Be clear on rights to redundancy
Employees, listen up - here is something you may not know. If you are made redundant you will not be entitled to payment of any redundancy compensation unless you have an employment agreement which provides for this. It does not matter how long you have worked for a particular employer: no contract - no entitlement.
Harsh? Well, Labour MP Sue Moroney clearly thinks so. She recently introduced a member's bill to Parliament which provides for minimum entitlements for employees if they are made redundant.
If the bill becomes law, every employee would be entitled to at least four weeks' notice of their redundancy. They would also be entitled to redundancy compensation of four weeks' pay for the first year of employment plus two weeks' pay for every subsequent year, up to a maximum of 26 weeks' pay in total. A similar bill was voted down by the National-led government in 2010.
Moroney says this bill is about "ensuring that if you draw the short straw, no matter if you are an engineer, an IT specialist, or factory worker, you won't be left high and dry". With the economy in the state it is, it is hard to argue against this sentiment from the perspective of those out of work through no fault of their own.
Employees may need greater protection in tough economic times, but introducing mandatory redundancy compensation to the level envisaged by Moroney could have unintended consequences.
In most cases the impact of such legislation would be felt by small employers. In the case of large employers, including government agencies, most of these businesses already provide for redundancy compensation in their employment agreements. So, for these employers the legislation will make little or no difference.
However, take your local dairy employing a handful of people. If the business has to restructure to prevent it going under, requiring the employer to pay significant redundancy compensation will only hasten the demise. The knock-on effect is the loss of employment of the other staff.
Further, when you consider the extensive procedural obligations on employers who restructure that already exist, imposing a mandatory requirement to pay compensation on these businesses may be going one step too far.
So, what is the right answer? If previous votes are anything to go by, Moroney's bill as it stands has little chance of success.
The most pragmatic approach for unions and employee advocates may be to seek to limit the impact of the legislation to those larger employers who can afford it. There are examples already of where this National-led government has introduced legislation in the employment area, and has limited it to certain groups of employees.
For example, when the trial period legislation was introduced, it was limited to businesses with fewer than 20 staff.
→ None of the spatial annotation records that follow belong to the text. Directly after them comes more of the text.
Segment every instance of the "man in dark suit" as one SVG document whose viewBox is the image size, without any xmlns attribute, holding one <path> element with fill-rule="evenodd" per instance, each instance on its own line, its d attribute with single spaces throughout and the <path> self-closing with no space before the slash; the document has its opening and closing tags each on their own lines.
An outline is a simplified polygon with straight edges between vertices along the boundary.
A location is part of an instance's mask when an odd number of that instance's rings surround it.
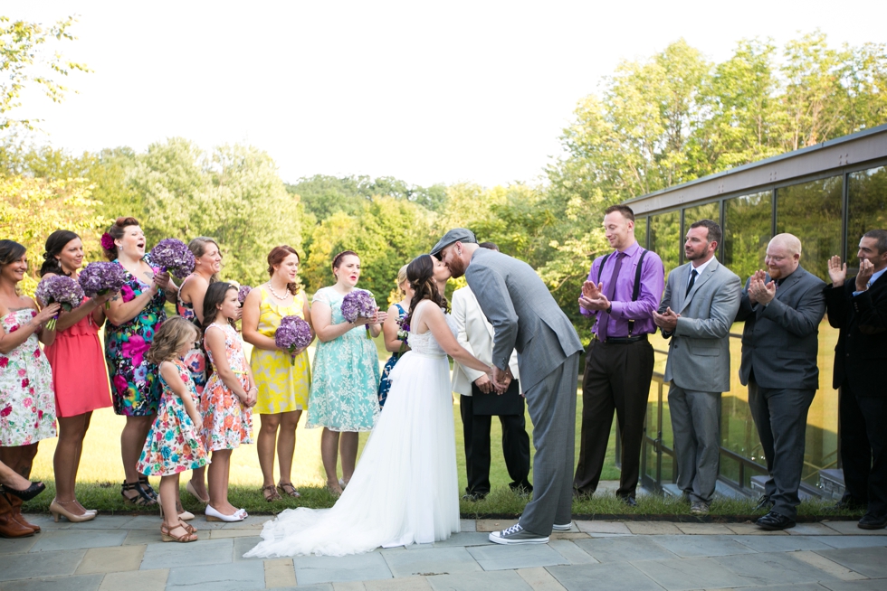
<svg viewBox="0 0 887 591">
<path fill-rule="evenodd" d="M 887 230 L 859 240 L 859 273 L 846 279 L 840 257 L 828 261 L 828 324 L 841 330 L 835 347 L 840 388 L 841 462 L 846 492 L 838 507 L 866 507 L 863 530 L 887 526 Z"/>
<path fill-rule="evenodd" d="M 800 266 L 801 241 L 778 234 L 767 246 L 767 273 L 749 277 L 737 321 L 742 331 L 739 380 L 758 427 L 769 478 L 758 508 L 765 530 L 795 527 L 804 467 L 807 410 L 819 389 L 819 323 L 825 283 Z"/>
</svg>

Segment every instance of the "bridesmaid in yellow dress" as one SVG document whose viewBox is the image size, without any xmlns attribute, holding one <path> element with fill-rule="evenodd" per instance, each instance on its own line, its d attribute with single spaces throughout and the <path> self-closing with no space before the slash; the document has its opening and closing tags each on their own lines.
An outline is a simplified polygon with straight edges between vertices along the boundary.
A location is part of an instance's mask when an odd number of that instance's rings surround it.
<svg viewBox="0 0 887 591">
<path fill-rule="evenodd" d="M 274 332 L 283 316 L 299 316 L 311 322 L 308 298 L 296 282 L 299 253 L 286 245 L 274 247 L 268 254 L 271 279 L 253 291 L 243 302 L 243 340 L 253 345 L 250 366 L 259 389 L 253 414 L 261 420 L 259 465 L 263 479 L 262 493 L 269 502 L 281 498 L 277 490 L 291 497 L 300 496 L 292 485 L 292 455 L 296 448 L 296 425 L 308 408 L 311 370 L 307 347 L 296 352 L 274 344 Z M 311 328 L 313 340 L 314 329 Z M 294 362 L 293 362 L 294 361 Z M 274 449 L 280 464 L 281 479 L 274 485 Z"/>
</svg>

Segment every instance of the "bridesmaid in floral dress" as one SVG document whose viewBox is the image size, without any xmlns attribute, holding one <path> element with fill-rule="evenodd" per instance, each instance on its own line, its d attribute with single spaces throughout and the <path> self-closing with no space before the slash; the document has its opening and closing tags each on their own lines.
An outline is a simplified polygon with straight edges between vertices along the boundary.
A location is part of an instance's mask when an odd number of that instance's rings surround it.
<svg viewBox="0 0 887 591">
<path fill-rule="evenodd" d="M 153 505 L 157 493 L 148 476 L 136 470 L 160 402 L 157 368 L 145 353 L 167 319 L 164 304 L 167 298 L 176 301 L 176 290 L 169 276 L 152 268 L 145 257 L 145 233 L 135 218 L 118 218 L 101 237 L 101 248 L 109 260 L 123 267 L 127 278 L 119 297 L 112 299 L 105 311 L 105 360 L 111 399 L 114 411 L 127 417 L 120 434 L 126 473 L 120 494 L 134 504 Z"/>
<path fill-rule="evenodd" d="M 410 301 L 413 299 L 413 288 L 406 278 L 406 267 L 404 265 L 397 271 L 397 289 L 403 299 L 388 308 L 388 317 L 382 324 L 382 336 L 385 339 L 386 351 L 391 352 L 391 357 L 386 361 L 382 368 L 382 379 L 379 380 L 379 409 L 385 407 L 385 400 L 388 397 L 388 390 L 391 389 L 391 380 L 388 374 L 395 369 L 400 356 L 410 350 L 405 339 L 401 340 L 398 336 L 400 333 L 400 323 L 406 316 L 410 310 Z M 401 351 L 403 349 L 403 351 Z"/>
<path fill-rule="evenodd" d="M 336 285 L 314 294 L 311 319 L 317 331 L 314 379 L 308 404 L 308 428 L 322 427 L 320 455 L 327 473 L 327 488 L 341 494 L 351 480 L 358 459 L 358 432 L 371 431 L 379 415 L 379 355 L 377 337 L 386 312 L 375 318 L 358 318 L 353 324 L 342 316 L 342 300 L 357 289 L 360 258 L 351 250 L 333 258 Z M 342 479 L 336 465 L 342 456 Z"/>
<path fill-rule="evenodd" d="M 201 326 L 204 322 L 204 297 L 210 285 L 219 280 L 219 271 L 222 270 L 222 253 L 219 245 L 214 239 L 198 236 L 188 242 L 188 249 L 194 255 L 194 272 L 185 277 L 178 286 L 178 297 L 176 301 L 176 312 L 182 318 L 190 320 L 196 326 Z M 197 339 L 199 346 L 195 346 L 185 355 L 185 365 L 191 371 L 191 379 L 199 399 L 203 396 L 206 385 L 206 355 L 203 349 L 203 336 Z M 186 487 L 188 493 L 201 502 L 209 502 L 205 483 L 205 468 L 197 468 L 191 472 L 191 480 Z"/>
<path fill-rule="evenodd" d="M 58 304 L 41 311 L 16 286 L 28 270 L 25 249 L 0 240 L 0 462 L 28 478 L 37 442 L 55 436 L 55 394 L 49 361 L 38 340 L 52 344 L 55 331 L 44 323 L 58 314 Z M 30 536 L 40 528 L 22 516 L 22 500 L 0 495 L 0 533 Z"/>
</svg>

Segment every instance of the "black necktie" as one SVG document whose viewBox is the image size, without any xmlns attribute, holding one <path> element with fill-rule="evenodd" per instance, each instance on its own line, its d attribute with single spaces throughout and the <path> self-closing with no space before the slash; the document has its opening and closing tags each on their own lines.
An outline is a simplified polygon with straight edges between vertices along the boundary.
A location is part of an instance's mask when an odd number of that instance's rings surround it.
<svg viewBox="0 0 887 591">
<path fill-rule="evenodd" d="M 686 297 L 690 294 L 690 290 L 693 288 L 693 284 L 696 283 L 696 276 L 697 275 L 699 275 L 699 273 L 696 272 L 696 269 L 693 269 L 692 271 L 691 271 L 691 273 L 690 273 L 690 283 L 687 284 L 687 291 L 683 295 L 684 297 Z"/>
</svg>

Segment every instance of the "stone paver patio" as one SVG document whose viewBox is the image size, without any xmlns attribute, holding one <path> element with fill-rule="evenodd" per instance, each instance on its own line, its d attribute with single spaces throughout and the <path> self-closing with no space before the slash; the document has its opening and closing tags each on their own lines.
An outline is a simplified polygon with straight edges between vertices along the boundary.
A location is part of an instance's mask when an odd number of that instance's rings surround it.
<svg viewBox="0 0 887 591">
<path fill-rule="evenodd" d="M 243 558 L 268 519 L 223 524 L 198 516 L 199 541 L 165 544 L 159 517 L 54 523 L 32 515 L 43 532 L 0 539 L 0 590 L 887 589 L 887 530 L 854 521 L 769 533 L 750 523 L 574 521 L 548 544 L 497 546 L 486 532 L 514 521 L 463 520 L 462 533 L 437 544 Z"/>
</svg>

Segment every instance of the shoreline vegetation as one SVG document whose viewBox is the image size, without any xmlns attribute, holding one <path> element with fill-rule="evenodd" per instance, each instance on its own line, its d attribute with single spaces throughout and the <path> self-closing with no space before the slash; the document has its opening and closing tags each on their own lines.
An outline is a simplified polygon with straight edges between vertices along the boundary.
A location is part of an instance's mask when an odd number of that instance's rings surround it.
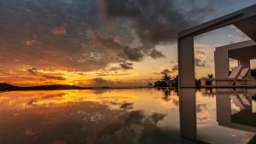
<svg viewBox="0 0 256 144">
<path fill-rule="evenodd" d="M 143 88 L 177 88 L 178 87 L 178 76 L 172 77 L 171 72 L 168 69 L 163 70 L 160 73 L 161 79 L 149 83 L 146 86 L 130 86 L 130 87 L 82 87 L 76 85 L 63 85 L 63 84 L 53 84 L 53 85 L 39 85 L 39 86 L 15 86 L 7 83 L 0 83 L 0 91 L 25 91 L 25 90 L 68 90 L 68 89 L 143 89 Z M 256 69 L 251 71 L 253 77 L 256 78 Z M 208 74 L 207 78 L 214 78 L 213 74 Z M 195 79 L 196 88 L 201 87 L 200 80 Z"/>
<path fill-rule="evenodd" d="M 26 91 L 26 90 L 75 90 L 75 89 L 143 89 L 143 88 L 154 88 L 148 86 L 131 86 L 131 87 L 81 87 L 75 85 L 39 85 L 39 86 L 28 86 L 20 87 L 12 85 L 7 83 L 0 84 L 0 91 Z"/>
</svg>

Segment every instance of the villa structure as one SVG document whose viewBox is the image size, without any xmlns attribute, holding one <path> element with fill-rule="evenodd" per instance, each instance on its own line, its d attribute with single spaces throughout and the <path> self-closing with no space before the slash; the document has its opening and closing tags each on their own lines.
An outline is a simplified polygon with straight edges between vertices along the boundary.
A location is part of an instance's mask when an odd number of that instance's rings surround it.
<svg viewBox="0 0 256 144">
<path fill-rule="evenodd" d="M 229 58 L 237 60 L 240 65 L 250 67 L 250 60 L 256 59 L 256 5 L 178 33 L 180 88 L 195 87 L 194 37 L 230 25 L 236 26 L 251 40 L 216 48 L 215 77 L 219 79 L 229 78 Z"/>
</svg>

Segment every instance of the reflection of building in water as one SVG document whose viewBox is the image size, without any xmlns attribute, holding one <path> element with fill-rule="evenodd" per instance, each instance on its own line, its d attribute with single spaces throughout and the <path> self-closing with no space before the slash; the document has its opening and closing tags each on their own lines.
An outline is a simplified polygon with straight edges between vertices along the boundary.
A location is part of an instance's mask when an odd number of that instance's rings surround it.
<svg viewBox="0 0 256 144">
<path fill-rule="evenodd" d="M 184 143 L 188 141 L 188 143 L 207 143 L 205 141 L 208 140 L 201 140 L 198 136 L 195 89 L 180 89 L 179 94 L 180 129 Z M 216 95 L 218 125 L 256 133 L 256 112 L 253 112 L 252 94 L 256 94 L 255 89 L 236 89 L 236 91 L 224 89 L 213 89 L 212 95 Z M 231 104 L 239 107 L 236 112 L 232 113 Z M 224 141 L 225 139 L 223 141 Z M 209 142 L 212 143 L 212 141 Z M 253 135 L 247 142 L 248 144 L 256 143 L 256 136 Z"/>
<path fill-rule="evenodd" d="M 256 113 L 253 112 L 252 102 L 253 90 L 254 89 L 240 89 L 240 92 L 243 92 L 233 94 L 216 93 L 217 121 L 219 125 L 256 132 Z M 231 103 L 238 107 L 236 112 L 232 113 Z"/>
</svg>

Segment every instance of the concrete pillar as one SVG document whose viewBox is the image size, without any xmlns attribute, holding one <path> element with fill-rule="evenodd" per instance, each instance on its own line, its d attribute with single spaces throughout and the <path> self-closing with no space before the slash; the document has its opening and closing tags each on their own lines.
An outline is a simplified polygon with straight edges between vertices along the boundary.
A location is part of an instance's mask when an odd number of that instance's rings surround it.
<svg viewBox="0 0 256 144">
<path fill-rule="evenodd" d="M 239 65 L 242 65 L 246 67 L 251 67 L 250 60 L 238 60 Z"/>
<path fill-rule="evenodd" d="M 214 52 L 215 78 L 228 78 L 230 76 L 230 60 L 227 49 L 217 48 Z"/>
<path fill-rule="evenodd" d="M 196 101 L 195 89 L 179 89 L 180 130 L 183 138 L 195 141 L 196 130 Z"/>
<path fill-rule="evenodd" d="M 193 37 L 180 37 L 177 44 L 179 87 L 195 87 Z"/>
<path fill-rule="evenodd" d="M 238 60 L 239 65 L 242 65 L 246 67 L 250 67 L 251 69 L 251 63 L 250 60 Z M 248 72 L 248 75 L 251 76 L 251 72 Z"/>
<path fill-rule="evenodd" d="M 231 122 L 230 94 L 216 93 L 217 121 L 220 125 L 226 125 Z"/>
</svg>

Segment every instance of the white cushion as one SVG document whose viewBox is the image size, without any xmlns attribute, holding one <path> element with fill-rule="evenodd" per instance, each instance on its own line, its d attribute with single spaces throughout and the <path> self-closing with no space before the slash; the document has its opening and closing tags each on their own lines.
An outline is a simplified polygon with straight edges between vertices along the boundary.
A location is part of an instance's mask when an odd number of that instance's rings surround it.
<svg viewBox="0 0 256 144">
<path fill-rule="evenodd" d="M 233 69 L 232 72 L 230 73 L 229 78 L 237 78 L 237 77 L 239 76 L 242 67 L 243 67 L 242 65 L 239 65 L 238 66 L 234 67 L 234 69 Z"/>
<path fill-rule="evenodd" d="M 241 71 L 240 75 L 238 77 L 238 78 L 244 78 L 245 77 L 247 77 L 247 75 L 248 74 L 250 71 L 249 67 L 244 68 Z"/>
</svg>

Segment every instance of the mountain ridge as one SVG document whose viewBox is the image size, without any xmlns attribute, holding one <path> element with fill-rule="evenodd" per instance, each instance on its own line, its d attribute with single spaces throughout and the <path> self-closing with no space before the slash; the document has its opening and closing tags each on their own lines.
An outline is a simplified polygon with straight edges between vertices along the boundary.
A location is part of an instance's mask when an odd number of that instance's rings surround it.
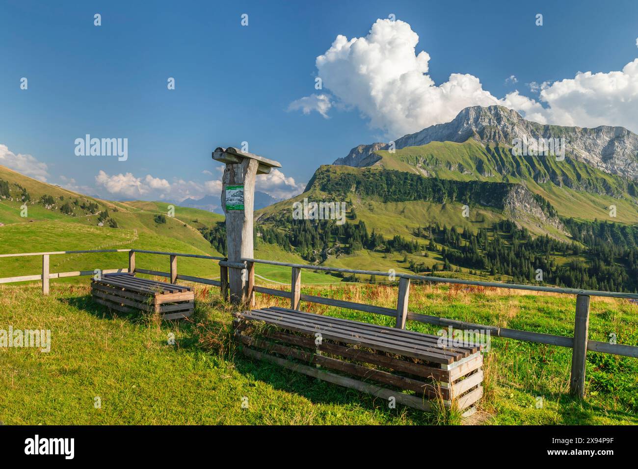
<svg viewBox="0 0 638 469">
<path fill-rule="evenodd" d="M 473 138 L 484 144 L 500 143 L 512 146 L 516 138 L 565 138 L 567 153 L 579 161 L 605 172 L 638 181 L 638 135 L 624 127 L 587 128 L 541 124 L 502 106 L 465 108 L 450 122 L 407 134 L 397 138 L 394 144 L 396 149 L 400 149 L 432 142 L 462 143 Z M 387 143 L 359 145 L 332 164 L 372 166 L 381 160 L 377 152 L 389 149 Z"/>
</svg>

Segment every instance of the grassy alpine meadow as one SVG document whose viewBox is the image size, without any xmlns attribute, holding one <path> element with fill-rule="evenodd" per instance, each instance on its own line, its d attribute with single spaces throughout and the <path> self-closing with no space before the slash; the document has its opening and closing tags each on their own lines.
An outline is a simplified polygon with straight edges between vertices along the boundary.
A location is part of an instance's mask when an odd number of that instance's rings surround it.
<svg viewBox="0 0 638 469">
<path fill-rule="evenodd" d="M 282 288 L 286 287 L 282 287 Z M 394 308 L 396 287 L 313 285 L 302 292 Z M 289 306 L 258 294 L 257 307 Z M 575 298 L 414 283 L 411 311 L 570 336 Z M 304 302 L 302 309 L 392 325 L 388 316 Z M 50 329 L 50 351 L 0 348 L 0 421 L 8 424 L 636 424 L 638 361 L 588 352 L 586 396 L 569 396 L 571 350 L 491 338 L 485 396 L 462 419 L 426 413 L 271 364 L 247 359 L 230 337 L 219 289 L 196 287 L 190 319 L 115 315 L 86 285 L 0 286 L 0 329 Z M 638 345 L 638 305 L 592 297 L 589 337 Z M 440 327 L 408 321 L 436 334 Z M 171 339 L 174 337 L 174 343 Z M 242 403 L 244 406 L 242 406 Z"/>
</svg>

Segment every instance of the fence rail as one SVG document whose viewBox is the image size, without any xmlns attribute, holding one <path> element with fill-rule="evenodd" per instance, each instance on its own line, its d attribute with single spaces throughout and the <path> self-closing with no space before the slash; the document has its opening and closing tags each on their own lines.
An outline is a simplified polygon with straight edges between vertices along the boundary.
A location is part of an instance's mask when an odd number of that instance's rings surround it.
<svg viewBox="0 0 638 469">
<path fill-rule="evenodd" d="M 638 358 L 638 346 L 612 344 L 606 342 L 589 340 L 588 332 L 589 326 L 590 299 L 590 297 L 607 297 L 612 298 L 624 298 L 638 300 L 638 294 L 623 293 L 619 292 L 600 292 L 597 290 L 579 290 L 577 288 L 564 288 L 554 287 L 542 287 L 539 285 L 526 285 L 515 283 L 504 283 L 500 282 L 483 281 L 479 280 L 464 280 L 461 279 L 445 278 L 443 277 L 433 277 L 429 276 L 416 275 L 397 272 L 396 278 L 399 279 L 398 295 L 397 307 L 396 309 L 377 306 L 371 304 L 357 303 L 352 301 L 338 300 L 332 298 L 306 295 L 301 293 L 301 271 L 304 269 L 313 271 L 323 271 L 327 272 L 337 272 L 341 273 L 354 274 L 359 275 L 376 275 L 386 276 L 387 272 L 375 271 L 364 271 L 352 269 L 342 269 L 338 267 L 325 267 L 322 265 L 311 265 L 297 264 L 288 262 L 279 262 L 265 259 L 253 258 L 242 258 L 241 262 L 229 262 L 226 258 L 215 256 L 208 256 L 199 254 L 185 254 L 182 253 L 165 252 L 161 251 L 147 251 L 143 249 L 99 249 L 81 251 L 56 251 L 42 253 L 23 253 L 15 254 L 0 254 L 0 258 L 20 257 L 27 256 L 41 256 L 42 272 L 37 275 L 27 275 L 19 277 L 7 277 L 0 278 L 0 283 L 12 282 L 29 281 L 41 280 L 42 291 L 45 294 L 48 294 L 49 280 L 56 278 L 93 275 L 94 271 L 78 271 L 75 272 L 49 272 L 49 257 L 51 255 L 61 254 L 89 254 L 96 253 L 129 253 L 128 267 L 122 269 L 103 269 L 103 273 L 115 272 L 131 272 L 165 277 L 171 283 L 177 280 L 191 281 L 205 285 L 219 287 L 222 295 L 225 299 L 228 297 L 228 269 L 235 269 L 246 271 L 246 288 L 248 292 L 248 306 L 252 306 L 255 303 L 255 292 L 278 296 L 290 300 L 290 307 L 293 309 L 299 309 L 302 301 L 325 304 L 336 308 L 342 308 L 355 311 L 361 311 L 373 314 L 382 315 L 396 318 L 396 326 L 404 329 L 406 321 L 417 321 L 436 325 L 452 326 L 458 329 L 466 331 L 483 330 L 489 331 L 491 335 L 516 340 L 521 340 L 536 343 L 542 343 L 563 347 L 569 347 L 572 349 L 571 379 L 570 382 L 570 392 L 581 398 L 583 397 L 584 392 L 584 370 L 586 361 L 587 350 L 614 355 L 625 355 Z M 136 268 L 135 254 L 153 254 L 167 255 L 170 258 L 170 271 L 162 272 L 145 269 Z M 177 274 L 177 258 L 197 258 L 218 261 L 219 265 L 219 281 L 202 277 L 195 277 Z M 255 264 L 262 264 L 271 265 L 279 265 L 290 267 L 292 271 L 290 291 L 271 288 L 255 285 Z M 575 295 L 576 313 L 574 322 L 574 332 L 572 337 L 555 336 L 540 332 L 533 332 L 527 331 L 519 331 L 492 325 L 474 324 L 446 318 L 438 317 L 422 313 L 412 313 L 409 310 L 410 287 L 412 281 L 428 281 L 440 283 L 461 284 L 468 286 L 478 286 L 494 287 L 498 288 L 508 288 L 511 290 L 523 290 L 535 292 L 548 292 L 551 293 Z"/>
</svg>

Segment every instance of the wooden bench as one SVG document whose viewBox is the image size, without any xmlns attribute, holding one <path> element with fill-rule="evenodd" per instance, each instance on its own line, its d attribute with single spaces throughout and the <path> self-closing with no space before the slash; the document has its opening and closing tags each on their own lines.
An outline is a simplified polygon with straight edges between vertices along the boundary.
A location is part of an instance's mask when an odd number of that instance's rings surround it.
<svg viewBox="0 0 638 469">
<path fill-rule="evenodd" d="M 478 345 L 278 307 L 236 313 L 234 328 L 248 357 L 414 408 L 454 401 L 467 416 L 483 395 Z"/>
<path fill-rule="evenodd" d="M 130 313 L 140 309 L 163 319 L 193 314 L 195 294 L 189 287 L 149 280 L 133 274 L 107 274 L 91 282 L 93 301 L 112 309 Z"/>
</svg>

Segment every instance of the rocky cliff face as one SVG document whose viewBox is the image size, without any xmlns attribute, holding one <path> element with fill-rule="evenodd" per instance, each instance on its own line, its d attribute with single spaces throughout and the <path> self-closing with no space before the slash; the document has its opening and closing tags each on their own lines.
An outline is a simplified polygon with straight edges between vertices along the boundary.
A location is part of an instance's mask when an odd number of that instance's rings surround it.
<svg viewBox="0 0 638 469">
<path fill-rule="evenodd" d="M 512 185 L 503 203 L 504 213 L 514 221 L 535 223 L 540 228 L 549 225 L 567 234 L 560 218 L 544 209 L 533 193 L 523 184 Z"/>
<path fill-rule="evenodd" d="M 593 129 L 542 125 L 526 121 L 516 111 L 500 106 L 463 109 L 452 122 L 437 124 L 395 141 L 397 149 L 431 142 L 463 142 L 473 138 L 482 142 L 512 145 L 515 138 L 564 138 L 565 153 L 606 172 L 638 181 L 638 135 L 624 127 Z M 371 166 L 380 160 L 374 154 L 388 144 L 360 145 L 333 164 Z"/>
</svg>

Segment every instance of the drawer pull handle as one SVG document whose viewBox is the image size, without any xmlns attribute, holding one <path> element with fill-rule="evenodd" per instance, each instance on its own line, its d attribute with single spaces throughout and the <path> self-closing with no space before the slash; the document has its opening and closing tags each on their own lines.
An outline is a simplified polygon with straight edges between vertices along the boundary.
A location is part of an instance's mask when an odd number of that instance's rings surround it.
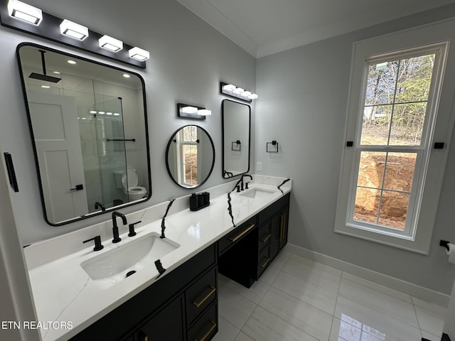
<svg viewBox="0 0 455 341">
<path fill-rule="evenodd" d="M 269 258 L 267 258 L 267 259 L 265 260 L 265 261 L 264 261 L 264 262 L 263 262 L 262 264 L 259 264 L 259 266 L 261 268 L 265 268 L 265 267 L 267 266 L 267 264 L 269 264 L 269 261 L 270 261 L 270 259 L 269 259 Z"/>
<path fill-rule="evenodd" d="M 212 325 L 210 326 L 210 328 L 208 330 L 207 330 L 207 332 L 205 332 L 205 334 L 202 335 L 202 337 L 200 337 L 200 339 L 196 339 L 195 341 L 205 341 L 205 339 L 208 337 L 210 333 L 216 328 L 216 323 L 215 322 L 210 321 L 210 323 L 212 324 Z"/>
<path fill-rule="evenodd" d="M 269 239 L 270 239 L 270 237 L 272 237 L 272 234 L 267 234 L 267 237 L 263 237 L 261 239 L 261 242 L 262 242 L 263 243 L 267 243 L 267 240 L 269 240 Z"/>
<path fill-rule="evenodd" d="M 216 288 L 215 288 L 214 286 L 210 286 L 209 288 L 210 288 L 210 291 L 202 298 L 202 300 L 200 300 L 199 302 L 193 302 L 193 304 L 194 304 L 196 308 L 199 308 L 200 305 L 202 305 L 203 303 L 208 300 L 208 298 L 213 295 L 215 291 L 216 291 Z"/>
<path fill-rule="evenodd" d="M 248 231 L 250 231 L 250 229 L 252 229 L 253 227 L 255 227 L 255 224 L 250 224 L 250 226 L 248 227 L 247 227 L 245 231 L 239 233 L 237 236 L 234 237 L 233 238 L 230 238 L 229 240 L 230 240 L 232 242 L 235 242 L 237 239 L 238 239 L 239 238 L 241 238 L 244 234 L 245 234 L 247 232 L 248 232 Z"/>
<path fill-rule="evenodd" d="M 284 223 L 286 216 L 283 214 L 279 216 L 279 241 L 284 239 Z"/>
</svg>

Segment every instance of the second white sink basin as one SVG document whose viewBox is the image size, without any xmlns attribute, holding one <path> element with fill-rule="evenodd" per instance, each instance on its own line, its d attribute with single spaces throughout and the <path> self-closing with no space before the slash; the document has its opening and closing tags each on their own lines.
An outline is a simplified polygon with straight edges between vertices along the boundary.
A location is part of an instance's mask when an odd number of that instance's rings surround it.
<svg viewBox="0 0 455 341">
<path fill-rule="evenodd" d="M 82 268 L 92 279 L 109 279 L 117 282 L 127 277 L 127 274 L 138 271 L 141 264 L 154 261 L 178 249 L 180 245 L 167 238 L 161 239 L 157 233 L 151 233 L 136 240 L 84 261 Z"/>
<path fill-rule="evenodd" d="M 250 188 L 243 192 L 240 195 L 248 197 L 264 197 L 274 193 L 273 190 L 266 190 L 265 188 Z"/>
</svg>

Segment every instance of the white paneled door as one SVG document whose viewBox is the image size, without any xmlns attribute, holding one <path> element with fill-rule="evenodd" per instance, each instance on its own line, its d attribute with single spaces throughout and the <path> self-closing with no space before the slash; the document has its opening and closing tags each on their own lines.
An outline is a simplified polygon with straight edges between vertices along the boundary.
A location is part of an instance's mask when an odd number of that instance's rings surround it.
<svg viewBox="0 0 455 341">
<path fill-rule="evenodd" d="M 28 92 L 48 220 L 88 213 L 75 98 Z M 76 185 L 83 189 L 75 190 Z"/>
</svg>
While it was later extended to all employers, the legislators have recognised different considerations apply to small and large employers.
Under this proposal, employers with fewer than 20 employees could still offer redundancy compensation but they would not be obliged to.
In the meantime, employees should remember there is no automatic entitlement to redundancy compensation and they should seek to negotiate this as part of their employment agreement offer. Interestingly, a recent United States study indicated about 57 per cent of men negotiated employment agreement offers, whereas only 9 per cent of women did. In other words, they just accepted what was offered.
Employees should carefully review any contract offer and seek advice if necessary. If it does not provide for payment of redundancy compensation, they should ask why not. It would not be unreasonable to ask that redundancy compensation be provided for, and Moroney's formula provides a useful starting point.
If you don't ask, you don't get. If you ask and the employer says no, at least you know where you stand.
Susan Hornsby-Geluk is a partner at Chen Palmer, public and employment law specialists.